W kat. + 75 kg w Tel Awiwie złoty medal dla najlepszej sztangistki świata 2013 roku – Tatiany Kasziriny. Bardzo dobrze zaprezentowały się - Sabina Bagińska oraz Magdalena Pasko. Bijąc rekordy życiowe – zajęły odpowiednio – 4 i 6 miejsce.
Kat. + 75 kg kobiet na kandydatkę do złota można było stawiać każde pieniądze. Rosyjska sztangistka – Tatiana Kaszirina, wicemistrzyni olimpijska z Londynu (2012), mistrzyni świata z Wrocławia (2013) oraz rekordzistka świata w tej wadze i najlepsza zawodniczka w Plebiscycie IWF za rok 2013, wyprzedza w Europie rywalki... o lata świetlne. Tatiana bez problemów zdobyła złoto w Tel Awiwie, a wyjazd do Izraela potraktowała w połowie turystycznie. W dwuboju uzyskała 323 kg i drugą w klasyfikacji – koleżankę z ekipy Julię Konowałową wyprzedziła aż o 65 kg, a brązową medalistkę - Rumunkę Andreeę Aanei – aż o 74 kg!

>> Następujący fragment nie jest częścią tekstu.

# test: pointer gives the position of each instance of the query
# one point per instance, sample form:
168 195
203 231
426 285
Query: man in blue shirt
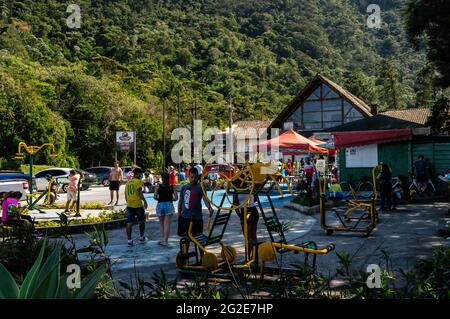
190 205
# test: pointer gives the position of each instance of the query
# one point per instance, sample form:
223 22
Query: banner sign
125 141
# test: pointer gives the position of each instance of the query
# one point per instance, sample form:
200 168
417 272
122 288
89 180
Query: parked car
62 175
102 173
225 170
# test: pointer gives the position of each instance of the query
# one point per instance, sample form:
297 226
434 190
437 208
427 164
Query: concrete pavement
406 235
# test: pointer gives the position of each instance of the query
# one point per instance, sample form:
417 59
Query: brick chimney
374 109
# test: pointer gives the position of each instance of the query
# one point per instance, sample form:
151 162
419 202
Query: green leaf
32 274
49 275
8 287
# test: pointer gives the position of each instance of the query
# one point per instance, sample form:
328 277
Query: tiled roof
419 116
307 90
256 124
376 122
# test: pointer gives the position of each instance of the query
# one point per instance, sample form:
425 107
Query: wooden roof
307 91
419 115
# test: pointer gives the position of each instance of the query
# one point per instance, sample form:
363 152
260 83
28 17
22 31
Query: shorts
139 213
254 215
422 178
164 209
114 185
183 226
71 195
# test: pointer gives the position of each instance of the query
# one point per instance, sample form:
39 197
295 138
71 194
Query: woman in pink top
72 191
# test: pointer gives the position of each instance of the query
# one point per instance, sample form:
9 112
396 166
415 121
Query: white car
14 186
62 177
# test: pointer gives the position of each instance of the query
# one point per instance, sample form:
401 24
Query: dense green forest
76 86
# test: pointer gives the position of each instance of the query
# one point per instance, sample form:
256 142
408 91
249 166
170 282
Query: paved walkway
406 235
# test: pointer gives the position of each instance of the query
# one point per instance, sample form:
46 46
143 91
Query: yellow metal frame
353 205
33 150
254 172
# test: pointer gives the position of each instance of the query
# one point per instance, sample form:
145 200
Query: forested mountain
77 86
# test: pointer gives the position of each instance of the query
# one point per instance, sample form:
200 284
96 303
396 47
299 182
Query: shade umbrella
291 143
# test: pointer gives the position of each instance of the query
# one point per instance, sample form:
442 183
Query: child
51 198
72 191
384 179
400 191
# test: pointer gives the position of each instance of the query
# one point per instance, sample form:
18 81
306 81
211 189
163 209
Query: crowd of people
189 201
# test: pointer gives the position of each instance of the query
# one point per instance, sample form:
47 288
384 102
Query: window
332 105
332 116
353 115
312 125
331 124
312 117
328 93
316 93
312 106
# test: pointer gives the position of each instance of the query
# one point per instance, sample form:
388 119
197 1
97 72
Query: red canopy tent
291 143
359 138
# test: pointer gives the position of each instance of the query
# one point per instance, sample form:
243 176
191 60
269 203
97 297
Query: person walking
190 205
136 204
199 168
385 180
115 180
165 194
72 191
420 173
172 176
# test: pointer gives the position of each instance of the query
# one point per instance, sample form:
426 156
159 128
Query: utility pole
164 135
230 125
193 110
178 121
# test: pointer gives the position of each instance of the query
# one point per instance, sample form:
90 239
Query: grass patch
86 205
36 168
103 217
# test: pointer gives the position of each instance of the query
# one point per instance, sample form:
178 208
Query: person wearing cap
115 179
172 176
310 172
136 204
199 168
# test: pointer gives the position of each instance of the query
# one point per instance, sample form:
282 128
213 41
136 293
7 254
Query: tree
391 90
429 22
362 86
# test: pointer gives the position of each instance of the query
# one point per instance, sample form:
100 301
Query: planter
82 228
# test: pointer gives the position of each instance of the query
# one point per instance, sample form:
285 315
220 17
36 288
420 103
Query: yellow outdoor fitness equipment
234 179
358 216
32 151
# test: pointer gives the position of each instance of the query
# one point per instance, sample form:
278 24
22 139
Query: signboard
320 166
125 141
361 156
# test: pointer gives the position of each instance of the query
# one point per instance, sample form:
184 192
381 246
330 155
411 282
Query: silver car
62 177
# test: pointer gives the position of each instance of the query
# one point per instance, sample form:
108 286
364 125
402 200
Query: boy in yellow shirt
136 204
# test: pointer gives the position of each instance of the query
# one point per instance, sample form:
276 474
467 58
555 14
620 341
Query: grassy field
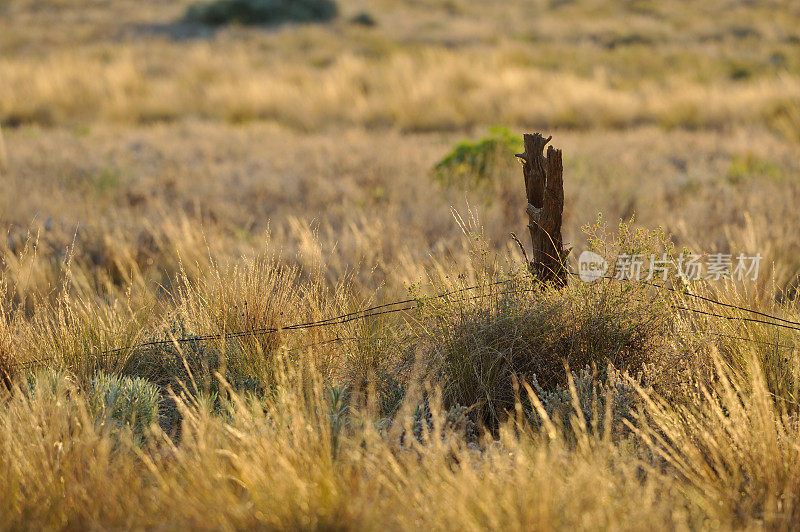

Rywalizacja w kat + 75 kg – ze względu na prezentowany poziom zawodniczek - miała dwa etapy – w pierwszym oglądaliśmy sztangistki walczące o lokaty 4-7. Były wśród nich dwie nasze dziewczyny – Sabina Bagińska oraz Magdalena Pasko. Rwanie obydwie ropzpoczęły od 95 kg, z tym, że Sabinka nie zaliczyła podejścia. Poprawka już okazała się skuteczna, potem atletka WKS Śląska Wrocław dołożyła jeszcze 5 kg i z wynikiem 100 kg zakończyła. Dało jej to miejsce 7. w boju. Magda udanie rwała trzykrotnie – na 95 kg, 100 kg i 103 kg. Dwa ostatnie rezultaty, to rekordy życiowe tej zawodniczki! W podrzucie, jako pierwsza z naszych rozpoczęła atletka MKS Lechii Sędziszów Młp. - 123 kg, potem 129 kg i ponownie „życiówka”, poprawka na 131 kg tym razem się nie udała. Ale w dwuboju 232 kg – to o 8 kg lepiej niż dotychczasowy rekord życiowy Magdy! O najlepszy rezultat w karierze w podrzucie, postarała się też Sabina – 133 kg, no i do tego 233 kg w dwuboju, czyli o 2 kg lepiej od dotychczasowego rekordowego wyniku!
Za te podniesione ciężary – naszym reprezentantkom serdeczne dzięki i gratulacje. Bo jeśli w najważniejszej imprezie międzynarodowej pierwszej części sezonu, bije się rekordy życiowe – trudno mówić o złym przygotowaniu. Wręcz przeciwnie.